Monday, November 28, 2016

Sam Reviews "I Know Why the Caged Bird Sings" by Maya Angelou

Memoirs are hard to rate because some stories are better than others, but overall this was a very nice read. Maya lead a very interesting life even before she turned 18 and I was never bored reading her stories. I'm a little disappointed that my high school never made me read this book, so I experienced it for the first time at 23, but I'm glad I did. I'd recommend this to anyone who already knows they like memoirs, but also to people who are just starting to get into them (like me!).

"I hadn't so much forgotten as I couldn't bring myself to remember. Other things were more important."

"[The town]  closed in around us,  as a real mother embraces a stranger's child.

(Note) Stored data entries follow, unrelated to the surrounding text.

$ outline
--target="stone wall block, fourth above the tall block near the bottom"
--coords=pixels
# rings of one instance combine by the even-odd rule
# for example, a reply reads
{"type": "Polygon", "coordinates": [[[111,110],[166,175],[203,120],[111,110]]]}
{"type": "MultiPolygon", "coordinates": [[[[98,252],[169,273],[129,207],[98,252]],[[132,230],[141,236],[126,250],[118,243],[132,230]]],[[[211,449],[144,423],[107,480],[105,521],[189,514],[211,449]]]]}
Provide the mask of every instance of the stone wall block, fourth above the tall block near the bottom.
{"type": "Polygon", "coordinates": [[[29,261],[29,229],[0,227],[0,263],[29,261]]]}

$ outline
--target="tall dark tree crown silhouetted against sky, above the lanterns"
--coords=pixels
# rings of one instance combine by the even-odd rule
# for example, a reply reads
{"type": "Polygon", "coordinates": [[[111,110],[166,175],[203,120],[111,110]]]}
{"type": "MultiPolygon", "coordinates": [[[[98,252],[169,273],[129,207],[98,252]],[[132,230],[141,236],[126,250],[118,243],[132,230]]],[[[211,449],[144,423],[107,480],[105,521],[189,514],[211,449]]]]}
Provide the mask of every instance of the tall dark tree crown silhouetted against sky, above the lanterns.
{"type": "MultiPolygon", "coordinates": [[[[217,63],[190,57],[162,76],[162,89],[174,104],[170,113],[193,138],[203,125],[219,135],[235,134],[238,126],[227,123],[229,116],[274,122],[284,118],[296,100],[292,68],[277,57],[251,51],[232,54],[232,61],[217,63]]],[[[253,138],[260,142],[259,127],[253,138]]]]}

Warmly,  but not too familiarly."

"I could feel the evilness flowing through my body and waiting,  pent up, to rush off my tongue if I tried to open my mouth. I clamped my teeth shut,  I'd hold it in. If it escaped,  wouldn't it flood the world and all the innocent people?"

"I have never known if Momma sent for us, or if the St.Louis family got fed up with my grim presence. There is nothing more appalling than a constantly morose child."

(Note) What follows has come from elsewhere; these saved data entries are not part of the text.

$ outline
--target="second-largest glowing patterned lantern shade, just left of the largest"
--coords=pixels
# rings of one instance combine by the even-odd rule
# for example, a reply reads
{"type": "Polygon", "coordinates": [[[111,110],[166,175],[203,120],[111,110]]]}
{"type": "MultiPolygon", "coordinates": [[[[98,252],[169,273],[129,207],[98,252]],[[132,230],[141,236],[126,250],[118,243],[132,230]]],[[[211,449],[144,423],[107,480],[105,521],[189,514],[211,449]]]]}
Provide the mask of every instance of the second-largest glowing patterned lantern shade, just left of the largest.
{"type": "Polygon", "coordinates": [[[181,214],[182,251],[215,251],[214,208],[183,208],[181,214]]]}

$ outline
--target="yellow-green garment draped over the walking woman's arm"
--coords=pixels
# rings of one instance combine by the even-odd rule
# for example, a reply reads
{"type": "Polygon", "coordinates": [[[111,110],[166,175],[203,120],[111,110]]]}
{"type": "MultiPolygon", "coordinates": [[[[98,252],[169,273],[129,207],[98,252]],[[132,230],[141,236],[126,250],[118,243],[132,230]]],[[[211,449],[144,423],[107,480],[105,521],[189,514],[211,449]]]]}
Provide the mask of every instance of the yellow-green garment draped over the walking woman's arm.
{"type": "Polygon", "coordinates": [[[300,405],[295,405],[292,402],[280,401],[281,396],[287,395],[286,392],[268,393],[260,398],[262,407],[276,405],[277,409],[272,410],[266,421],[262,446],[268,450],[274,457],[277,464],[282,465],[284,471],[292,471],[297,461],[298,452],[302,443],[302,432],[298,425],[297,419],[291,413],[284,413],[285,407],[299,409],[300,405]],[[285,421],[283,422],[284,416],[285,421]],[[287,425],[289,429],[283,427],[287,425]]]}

"I was liked,  and what a difference it made. ...  Childhood's logic never asks to be proved (all conclusions are absolute).  I didn't question why Mrs. Flowers had singled me out for attention."

"For a few seconds it was a tossup over whether I would laugh (imagine being named Hallelujah) or cry (imagine letting some white woman rename you [Glory] for her convenience."

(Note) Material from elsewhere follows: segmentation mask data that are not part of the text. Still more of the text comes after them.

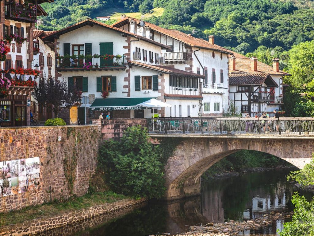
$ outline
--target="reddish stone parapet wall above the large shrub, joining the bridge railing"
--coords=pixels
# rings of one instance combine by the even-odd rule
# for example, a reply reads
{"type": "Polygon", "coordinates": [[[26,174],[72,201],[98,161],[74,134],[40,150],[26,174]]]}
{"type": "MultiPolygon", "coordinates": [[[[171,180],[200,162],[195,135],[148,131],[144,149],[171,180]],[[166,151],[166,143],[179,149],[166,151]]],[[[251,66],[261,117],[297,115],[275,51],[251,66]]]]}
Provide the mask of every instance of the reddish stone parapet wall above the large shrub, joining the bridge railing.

"Children's talent to endure stems from their ignorance of alternatives."

"She was our mother and belonged to us. She was never mentioned to anyone because we simply didn't have enough of her to share."

"Bailey was talking so fast he forgot to stutter."

"What child can resist a mother who laughs freely and often?"

"Through food we learned that there were other people in the world."

"I concerned myself less about everything and everyone. I often thought of the tedium of life once one had seen all its surprises."

"I had known all along the inevitable outcome and that I dared not poke into his knapsack of misery,  even with the offer to help him carry it."

"My tears were ... for the hopelessness of all mortals who live on the sufferance of Life. In order to avoid this bitter end,  we would all have to be born again,  and born with the knowledge of alternatives. Even then?"

"Nat King Cole warned the world to "straighten up and fly right."  As if they could,  as if human  beings could make a choice."

"Even as the scene was being enacted I realized the imbalance in his values. He thought I was giving him something, and  the fact of the matter was that it was my intention to take something from him.  His good looks and popularity had made him so inordinately conceited that they blinded him to that possibility."